At a time of remarkable change in the workforce, maritime careers continue to be a bright spot for students seeking a livable wage and a stable and meaningful career. In addition, ocean-related careers will be critical to many solutions to the growing crisis of climate change.
As part of our effort to build a workforce in the maritime industry in an equitable fashion, the Port of Seattle convened the summit to determine whether expanded maritime-focused secondary education would be feasible and desirable.
Participants first agreed to a set of guiding principals surrounding equitable access, sustainability and workforce development. With those as the foundation, we then considered a variety of secondary education models, ranging from after school programs to comprehensive high schools. Examples included Raisbeck Aviation High School, the Northwest Maritime Center in Port Townsend, and several maritime and ocean education schools and programs on the East Coast, including: The New York Harbor School, Fannie Lou Hamer Freedom High School, and Rocking the Boat.
The summit provided us with a few key learnings. First, while schools and programs may operate differently, they all share one important attribute: to succeed, programs must be student-designed and student-centered. In Seattle that means working in communities of color and in areas that have not traditionally had access to the waterfront and the careers that it provides.

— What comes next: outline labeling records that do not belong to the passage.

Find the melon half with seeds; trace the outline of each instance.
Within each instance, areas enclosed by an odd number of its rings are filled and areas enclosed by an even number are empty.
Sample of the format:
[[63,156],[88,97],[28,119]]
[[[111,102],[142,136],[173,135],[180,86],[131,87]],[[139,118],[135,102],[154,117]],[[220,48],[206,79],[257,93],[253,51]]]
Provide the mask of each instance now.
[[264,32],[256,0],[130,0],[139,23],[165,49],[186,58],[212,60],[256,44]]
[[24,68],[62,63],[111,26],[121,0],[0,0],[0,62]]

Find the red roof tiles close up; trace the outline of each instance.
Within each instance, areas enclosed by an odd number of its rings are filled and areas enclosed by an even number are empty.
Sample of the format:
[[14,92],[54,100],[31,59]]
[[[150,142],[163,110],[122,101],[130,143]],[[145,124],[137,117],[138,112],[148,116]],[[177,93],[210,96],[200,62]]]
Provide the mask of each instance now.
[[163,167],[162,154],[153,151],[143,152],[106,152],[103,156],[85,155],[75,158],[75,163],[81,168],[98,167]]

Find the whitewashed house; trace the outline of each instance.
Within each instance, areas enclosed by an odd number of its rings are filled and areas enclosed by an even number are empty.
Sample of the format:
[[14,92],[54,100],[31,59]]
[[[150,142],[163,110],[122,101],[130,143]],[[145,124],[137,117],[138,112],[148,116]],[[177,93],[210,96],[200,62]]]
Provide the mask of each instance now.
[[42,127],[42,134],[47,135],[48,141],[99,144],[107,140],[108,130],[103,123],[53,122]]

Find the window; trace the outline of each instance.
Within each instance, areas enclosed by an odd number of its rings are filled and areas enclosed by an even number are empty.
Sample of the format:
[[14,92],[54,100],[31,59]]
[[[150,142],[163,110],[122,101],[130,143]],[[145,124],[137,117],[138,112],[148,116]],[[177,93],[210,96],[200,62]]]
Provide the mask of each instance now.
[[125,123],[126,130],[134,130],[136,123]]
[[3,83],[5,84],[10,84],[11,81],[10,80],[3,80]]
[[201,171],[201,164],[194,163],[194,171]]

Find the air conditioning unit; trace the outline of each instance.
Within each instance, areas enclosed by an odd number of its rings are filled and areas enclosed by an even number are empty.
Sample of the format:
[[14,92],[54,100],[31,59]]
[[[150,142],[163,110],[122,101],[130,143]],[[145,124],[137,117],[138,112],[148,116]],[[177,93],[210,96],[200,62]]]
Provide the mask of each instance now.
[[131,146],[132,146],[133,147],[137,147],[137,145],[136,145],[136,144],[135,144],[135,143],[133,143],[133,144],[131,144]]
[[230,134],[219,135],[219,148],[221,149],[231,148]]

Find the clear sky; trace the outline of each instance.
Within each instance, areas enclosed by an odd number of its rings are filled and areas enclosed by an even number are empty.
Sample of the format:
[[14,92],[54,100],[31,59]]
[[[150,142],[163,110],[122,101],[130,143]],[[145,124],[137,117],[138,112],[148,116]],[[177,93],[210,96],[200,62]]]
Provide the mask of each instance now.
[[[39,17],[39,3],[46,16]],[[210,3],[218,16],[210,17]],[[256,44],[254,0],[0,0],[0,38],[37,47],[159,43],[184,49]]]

Second, with a renewed interest in career and technical education and career-connected learning at the state and local level, resources are available for well-designed programs that provide credentials and credits toward post-secondary degrees.
Third, any program would be building on a range of excellent programs in maritime education, from awareness building programs for elementary-aged children to career-launch programs for young adults.
And finally, with all of the resources, energy, and people available to invest in an initiative, we should think big.
Over the next three months, a taskforce of key stakeholders will take the lessons from the summit and consolidate them into a proposal to advance the initiative.